Taking Your Place in China's Hong Kong Banquet

by Cesar Bacani, 19 August 2011

If this is what happens when a top Chinese official drops in, Hong Kong’s business community must wish they come to the city more often.

 
On 17 August, Vice Premier Li Keqiang started a three-day visit with a bang by announcing a number of policy initiatives aimed at “taking Mainland-Hong Kong economic and financial cooperation to a new high.” These include:
 
  • Increasing Hong Kong’s access to China’s services sector
  • Consolidating and upgrading Hong Kong’s status as an international financial centre
  • Supporting Hong Kong’s drive to become an offshore renminbi centre
  • Backing Hong Kong’s participation in international and regional economic cooperation bodies
  • Helping companies in China and Hong Kong ‘go global’ together
  • Giving full play to Hong Kong’s role in the Pearl Delta metropolitan cluster
 
Many of these promises were hinted at in China’s 12th Five-Year Plan unveiled earlier this year, which contained a chapter on Hong Kong and Macau for the first time.
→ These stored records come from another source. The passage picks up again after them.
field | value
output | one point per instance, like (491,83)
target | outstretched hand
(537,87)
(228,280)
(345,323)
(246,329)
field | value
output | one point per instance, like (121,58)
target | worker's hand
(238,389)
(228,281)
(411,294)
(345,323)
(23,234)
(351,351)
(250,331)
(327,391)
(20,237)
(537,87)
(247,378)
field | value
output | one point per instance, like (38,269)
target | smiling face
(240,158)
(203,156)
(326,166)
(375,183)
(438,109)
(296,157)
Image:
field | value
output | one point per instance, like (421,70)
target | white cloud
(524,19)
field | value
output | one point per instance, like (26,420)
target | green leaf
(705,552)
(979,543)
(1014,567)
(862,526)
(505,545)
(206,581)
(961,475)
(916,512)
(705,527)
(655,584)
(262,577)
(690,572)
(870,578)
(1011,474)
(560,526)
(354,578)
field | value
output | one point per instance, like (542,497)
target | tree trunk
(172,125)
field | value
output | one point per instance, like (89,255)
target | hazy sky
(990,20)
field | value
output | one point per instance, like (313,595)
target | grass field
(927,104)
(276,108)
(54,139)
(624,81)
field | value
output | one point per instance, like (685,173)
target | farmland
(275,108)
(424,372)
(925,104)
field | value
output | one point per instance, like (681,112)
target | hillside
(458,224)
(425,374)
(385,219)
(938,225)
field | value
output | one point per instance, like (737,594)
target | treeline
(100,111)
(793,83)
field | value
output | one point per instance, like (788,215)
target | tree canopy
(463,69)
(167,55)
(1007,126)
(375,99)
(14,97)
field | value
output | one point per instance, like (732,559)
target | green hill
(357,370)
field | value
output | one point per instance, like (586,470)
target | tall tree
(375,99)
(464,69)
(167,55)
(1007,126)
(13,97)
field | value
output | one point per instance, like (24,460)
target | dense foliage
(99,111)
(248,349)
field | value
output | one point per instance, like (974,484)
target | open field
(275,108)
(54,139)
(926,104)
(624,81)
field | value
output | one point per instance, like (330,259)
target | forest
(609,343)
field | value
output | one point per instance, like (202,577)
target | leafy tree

What Li has done is put a bit more meat on the bare bones. The fact that the 56-year-old former provincial governor is widely seen as the successor to Premier Wen Jiabao, who is due to retire next year, confers added significance to his words.
 
The pronouncements apply not only to domestically owned Hong Kong companies, but also to foreign entities that have set up business in the city. The Closer Economic Partnership Arrangement (CEPA) between China and Hong Kong signed in 2003 is nationality-blind – ownership or source of capital has no bearing on whether a company can benefit from CEPA.
 
Under the free trade agreement, a “legal entity duly constituted or otherwise organised under the applicable laws of Hong Kong and has engaged in substantive business operations in Hong Kong for three to five years” is eligible to become a Hong Kong Service Supplier – and could thus enjoy preferential treatment in the Mainland.   
 
Juicier Dim Sum
Not surprisingly in a city that thrives on financial services, Li’s words on Hong Kong as an offshore renminbi centre attracted attention. “We will have more Mainland-based financial institutions issuing RMB-denominated bonds in Hong Kong, allow Mainland enterprises to issue RMB bonds in Hong Kong, and raise the amount of RMB bonds issued by mainland institutions in Hong Kong,” Li declared.
 
There’s a lot of money to tap. Hong Kong’s banking system is flush with renminbi deposits – RMB553.6 billion (US$86.8 billion) as of 30 June 2011, according to the Hong Kong Monetary Authority. The outstanding renminbi-denominated debt (known as dim-sum bonds) in the same period is estimated at just RMB131 billion (US$20.5 billion) – equivalent to 24% of the renminbi accounts.
 
Moody’s Investors Service attributes the bulging renminbi deposits in Hong Kong to the “hundreds of billions of dollars’ worth of annual Chinese merchandise trade” which under prevailing regulations “has been driving the outflow of RMB to the offshore market.” In contrast, says the credit rating agency, “the difficulties in wiring bond proceeds back to China [have] constrained the issuance size of dim-sum bonds.